Co-effects of m6A and chromatin accessibility dynamics in the regulation of cardiomyocyte differentiation.

Abstract

Background: Cardiomyocyte growth and differentiation rely on precise gene expression regulation, with epigenetic modifications emerging as key players in this intricate process. Among these modifications, N6-methyladenosine (m6A) stands out as one of the most prevalent modifications on mRNA, exerting influence over mRNA metabolism and gene expression. However, the specific function of m6A in cardiomyocyte differentiation remains poorly understood.

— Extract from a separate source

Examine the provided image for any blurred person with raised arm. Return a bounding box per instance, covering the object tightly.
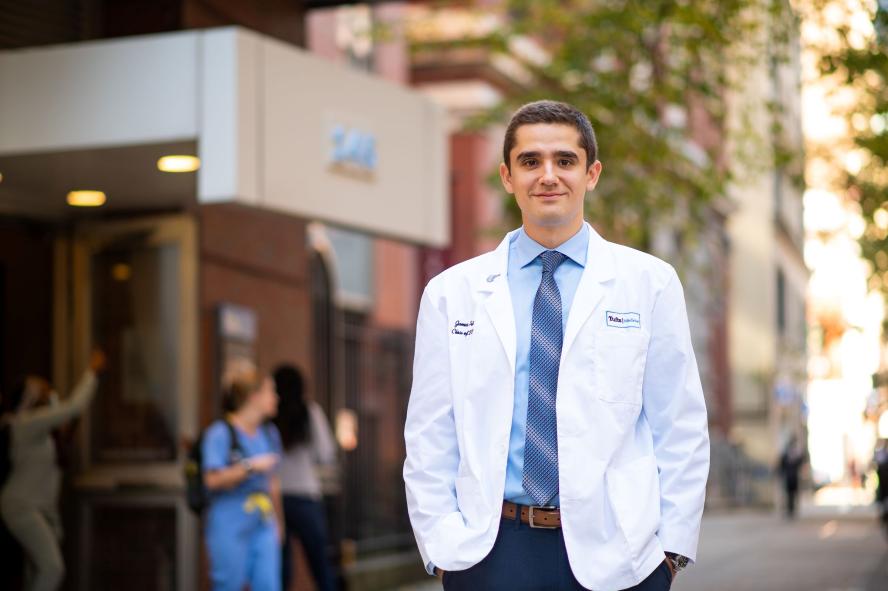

Results: We investigated the relationship between m6A modification and cardiomyocyte differentiation by conducting a comprehensive profiling of m6A dynamics during the transition from pluripotent stem cells to cardiomyocytes. Our findings reveal that while the overall m6A modification level remains relatively stable, the m6A levels of individual genes undergo significant changes throughout cardiomyocyte differentiation. We discovered the correlation between alterations in chromatin accessibility and the binding capabilities of m6A writers, erasers, and readers. The changes in chromatin accessibility influence the recruitment and activity of m6A regulatory proteins, thereby impacting the levels of m6A modification on specific mRNA transcripts.

Conclusion: Our data demonstrate that the coordinated dynamics of m6A modification and chromatin accessibility are prominent during the cardiomyocyte differentiation.